Space technology and earthquake observation
Earth observation satellites have opened a new window for seismological research, as images captured by spacecrafts allow scientists to accurately measure ground changes before and after the occurrence of an earthquake. This leads to a better understanding of shallow crustal tectonics, as well as improved quantification of seismic hazards. Let’s take a look at a recent example of an earthquake surveyed from space.
Mapping of the June 2020 Oaxaca earthquake
A 7.4-magnitude earthquake, originating at an indicated depth of 26 km, struck offshore Oaxaca Mexico on the morning of June 23rd, 2020. Widely felt, the tremor damaged hundreds of buildings, caused casualties and triggered powerful aftershocks as well as a tsunami warning, all prompting evacuations within the region. The cause of the Oaxaca earthquake is the convergence between the oceanic Cocos Plate and the continental North American plate. As the oceanic plate is being subducted beneath the continental one, stress builds up and powerful seismic occurrences are more than likely. Consequently, events such as the June 23rd one are not isolated and Mexico represents one of the most seismically active places on Earth.
Satellite data from ESA’s Copernicus Sentinel-1 satellites (Sentinel-1A and Sentinel-1B) has been used to examine the effects of the earthquake on ground. By combining retrieved imagery immediately before and after the quake, experts have created an interferogram which allows them to quantify the surface displacement in the radar line of sight (1/2 radar wavelength). As the spacecrafts flew both south to north and vice-versa, the ground movement was measured both on a vertical and on an east-west direction. By converting the results into meters, a surface displacement map was generated, illustrating the relative ground deformation caused by the seismic event. According to the map, ground deformation of up to 0.45m have been observed in the identified epicentre region, in La Crucecita city.
The Oaxaca study is just one of the many examples that demonstrates our capability of accurately measuring ground movements caused by continental earthquakes all around the globe within days. What is more, the mapping of earthquakes using satellite data is only at the beginning, as our technological capabilities will greatly improve over the upcoming decade with the next generation of satellites already being under development.

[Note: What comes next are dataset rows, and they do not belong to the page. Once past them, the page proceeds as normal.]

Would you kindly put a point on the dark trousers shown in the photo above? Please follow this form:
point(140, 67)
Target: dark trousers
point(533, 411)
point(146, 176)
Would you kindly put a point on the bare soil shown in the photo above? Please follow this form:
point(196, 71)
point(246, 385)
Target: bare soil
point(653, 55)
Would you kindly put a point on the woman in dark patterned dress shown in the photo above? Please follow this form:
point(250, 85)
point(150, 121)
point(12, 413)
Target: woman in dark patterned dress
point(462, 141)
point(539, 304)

While forecasting earthquakes is likely impossible, being able to monitor Earth’s dynamic crust from space through satellites represents a valuable tool in improving our understanding of earthquakes and tectonics, offering much needed data that can be combined with airborne and ground-based measurements for the creation of more advanced geophysical models. Such models can take the scientific community one step closer towards a better quantification of geohazard risks, thus leading to improved natural disaster management and casualty prevention.